Clark Gregg swaps superheroes for child stars in his latest dark comedy, Trust Me, in which he wrote, directed, and stars.
What begins as a Hollywood version of Jerry McGuire becomes a depressing and grim look of how far the people involved in this business will go to get what they want.
We begin by seeing, once child star and now Hollywood agent, Howard (Gregg) getting fired by his only notable client for blowing a potentially huge deal. Sometime during this botched negotiation, he luckily stumbles into Lydia’s (Saxon Sharbino) dramatic audition which turns out to be a positive for the young actress. When she is offered the starring role for the next vampire teen trilogy, she immediately claims Howard as her agent. Lydia views Howard as the “nice” alternative to dirt bag agents who care only about money and could careless for the best interest of their clients. Much like Howard’s nemesis, Aldo (Sam Rockwell), a skeezy, douche of an agent who has managed to steal many of Howard’s talents.

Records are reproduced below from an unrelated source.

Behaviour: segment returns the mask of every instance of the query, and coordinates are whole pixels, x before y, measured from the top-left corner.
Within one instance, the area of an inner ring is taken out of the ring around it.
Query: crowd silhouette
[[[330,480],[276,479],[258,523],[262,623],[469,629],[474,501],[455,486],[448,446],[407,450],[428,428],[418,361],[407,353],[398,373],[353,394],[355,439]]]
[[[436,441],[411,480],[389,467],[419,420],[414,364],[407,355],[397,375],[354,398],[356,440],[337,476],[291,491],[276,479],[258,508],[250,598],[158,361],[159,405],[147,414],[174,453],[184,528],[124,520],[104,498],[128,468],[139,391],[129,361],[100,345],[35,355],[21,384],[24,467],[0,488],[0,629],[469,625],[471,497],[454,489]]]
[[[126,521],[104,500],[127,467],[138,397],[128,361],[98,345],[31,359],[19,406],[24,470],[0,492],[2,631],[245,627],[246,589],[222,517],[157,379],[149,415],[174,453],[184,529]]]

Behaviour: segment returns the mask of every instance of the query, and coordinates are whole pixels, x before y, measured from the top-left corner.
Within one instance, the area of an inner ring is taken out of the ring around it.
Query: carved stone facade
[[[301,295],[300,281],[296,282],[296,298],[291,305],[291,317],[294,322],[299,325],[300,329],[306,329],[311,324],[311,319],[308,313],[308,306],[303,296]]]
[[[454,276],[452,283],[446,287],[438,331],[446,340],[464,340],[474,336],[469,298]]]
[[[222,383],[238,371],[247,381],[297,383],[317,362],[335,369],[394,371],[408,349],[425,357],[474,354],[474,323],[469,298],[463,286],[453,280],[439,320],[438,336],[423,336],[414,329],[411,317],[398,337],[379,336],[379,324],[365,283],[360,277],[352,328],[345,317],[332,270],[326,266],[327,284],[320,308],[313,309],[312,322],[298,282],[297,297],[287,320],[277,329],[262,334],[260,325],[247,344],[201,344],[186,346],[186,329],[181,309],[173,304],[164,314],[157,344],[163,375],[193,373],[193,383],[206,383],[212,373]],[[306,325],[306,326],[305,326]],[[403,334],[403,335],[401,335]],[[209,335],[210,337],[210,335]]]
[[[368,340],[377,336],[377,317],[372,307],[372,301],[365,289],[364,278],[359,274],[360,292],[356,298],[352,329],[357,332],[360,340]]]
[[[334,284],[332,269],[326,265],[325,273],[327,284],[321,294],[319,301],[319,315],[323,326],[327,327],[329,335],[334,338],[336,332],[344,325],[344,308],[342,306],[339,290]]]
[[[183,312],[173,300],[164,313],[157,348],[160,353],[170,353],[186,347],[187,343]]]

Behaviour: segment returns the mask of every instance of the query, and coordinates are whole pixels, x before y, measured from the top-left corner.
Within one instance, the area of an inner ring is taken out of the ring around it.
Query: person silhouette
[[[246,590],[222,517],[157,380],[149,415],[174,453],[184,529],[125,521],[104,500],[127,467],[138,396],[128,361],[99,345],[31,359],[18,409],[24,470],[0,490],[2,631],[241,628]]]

Lydia and Howard have a great father-daughter bond and work well together, their only problem is Ray (Paul Sparks), Lydia’s greedy, alcoholic father who tends to cause a scene everywhere he goes. And just when things seem to looking up for Howard’s career and love life, he witnesses what he thinks might be a sexually abusive encounter between Ray and Lydia. Now he must decide if wants to continue his path of success with his inevitable profiting starlet or let the “good guy” within him follow his conscience.
From the start you are hooked. All the aspects of Howard’s life are thoroughly engaging. He pines over his beautiful neighbor (Amanda Peet), and the two share a surprisingly charming relationship. He also has great chemistry with Lydia that you feel could lead to a Tom Cruise and Cuba Gooding Jr. moment. “Show me the MONEY!!!”

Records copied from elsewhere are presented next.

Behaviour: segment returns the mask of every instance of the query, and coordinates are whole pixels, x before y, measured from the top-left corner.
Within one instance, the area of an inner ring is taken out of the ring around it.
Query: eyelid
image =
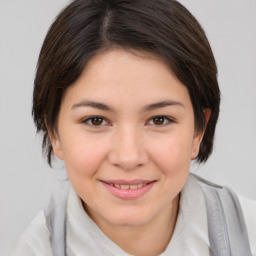
[[[165,121],[164,121],[163,124],[159,124],[159,125],[154,124],[154,123],[153,123],[153,124],[149,124],[151,121],[153,121],[154,118],[159,118],[159,117],[165,119]],[[102,119],[103,122],[105,122],[105,124],[100,124],[100,125],[93,125],[93,124],[90,124],[89,121],[92,120],[93,118]],[[167,122],[166,122],[166,121],[167,121]],[[110,122],[109,122],[109,120],[108,120],[107,118],[105,118],[105,117],[103,117],[103,116],[97,116],[97,115],[95,115],[95,116],[88,116],[88,117],[86,117],[86,118],[83,118],[80,122],[81,122],[82,124],[85,124],[85,125],[87,125],[87,126],[89,126],[89,127],[92,127],[92,128],[102,128],[102,127],[104,127],[104,126],[110,126],[110,125],[111,125]],[[168,125],[168,124],[170,124],[170,123],[175,123],[174,118],[169,117],[169,116],[165,116],[165,115],[155,115],[155,116],[150,117],[150,118],[146,121],[146,124],[154,125],[154,126],[157,126],[157,127],[166,126],[166,125]]]
[[[156,116],[152,116],[148,119],[147,121],[147,124],[152,121],[154,118],[157,118],[157,117],[161,117],[161,118],[164,118],[165,120],[167,120],[168,122],[167,123],[164,123],[162,125],[156,125],[156,124],[150,124],[150,125],[154,125],[154,126],[157,126],[157,127],[161,127],[161,126],[165,126],[165,125],[168,125],[170,123],[175,123],[175,120],[174,118],[172,117],[169,117],[169,116],[165,116],[165,115],[156,115]]]
[[[101,124],[101,125],[90,124],[89,121],[92,120],[93,118],[103,119],[103,122],[106,122],[106,124]],[[110,125],[109,121],[103,116],[89,116],[89,117],[83,118],[81,120],[81,123],[85,124],[85,125],[88,125],[89,127],[92,127],[92,128],[101,128],[101,127],[104,127],[106,125]]]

Needless to say Gregg gives a captivating performance along with his supporting cast. Saxon Sharbino, who I had never heard of until this movie, shines as the tween actress who is so talented that it’s hard to tell if she’s being herself or playing a part.

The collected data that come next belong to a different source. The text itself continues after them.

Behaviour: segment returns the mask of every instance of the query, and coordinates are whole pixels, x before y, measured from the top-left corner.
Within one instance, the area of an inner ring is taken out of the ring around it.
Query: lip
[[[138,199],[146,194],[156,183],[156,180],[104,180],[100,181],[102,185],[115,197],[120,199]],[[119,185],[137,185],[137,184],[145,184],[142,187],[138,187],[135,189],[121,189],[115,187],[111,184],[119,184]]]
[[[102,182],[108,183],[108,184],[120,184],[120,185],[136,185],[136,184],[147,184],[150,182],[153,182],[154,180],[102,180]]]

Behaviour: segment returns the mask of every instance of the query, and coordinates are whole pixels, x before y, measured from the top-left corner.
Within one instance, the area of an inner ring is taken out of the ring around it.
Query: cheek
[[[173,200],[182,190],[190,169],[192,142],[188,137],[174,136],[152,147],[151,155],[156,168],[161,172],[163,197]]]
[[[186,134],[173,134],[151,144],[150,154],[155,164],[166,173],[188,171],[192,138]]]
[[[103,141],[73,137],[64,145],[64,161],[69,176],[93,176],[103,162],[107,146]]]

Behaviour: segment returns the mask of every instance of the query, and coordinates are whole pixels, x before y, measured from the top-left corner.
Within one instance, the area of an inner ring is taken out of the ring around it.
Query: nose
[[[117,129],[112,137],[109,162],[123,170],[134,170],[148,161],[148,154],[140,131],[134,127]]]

In about the last 30 minutes of the film, everything starts to get muggy fast. What seemed like powerful character development and a path of redemption quickly turns into an unsatisfying and truly unnecessary conclusion.
Trust Me has all the pieces for a fantastic, uplifting and/or solid flick; but maybe in an attempt to stay truly original, it past the mark a little too far.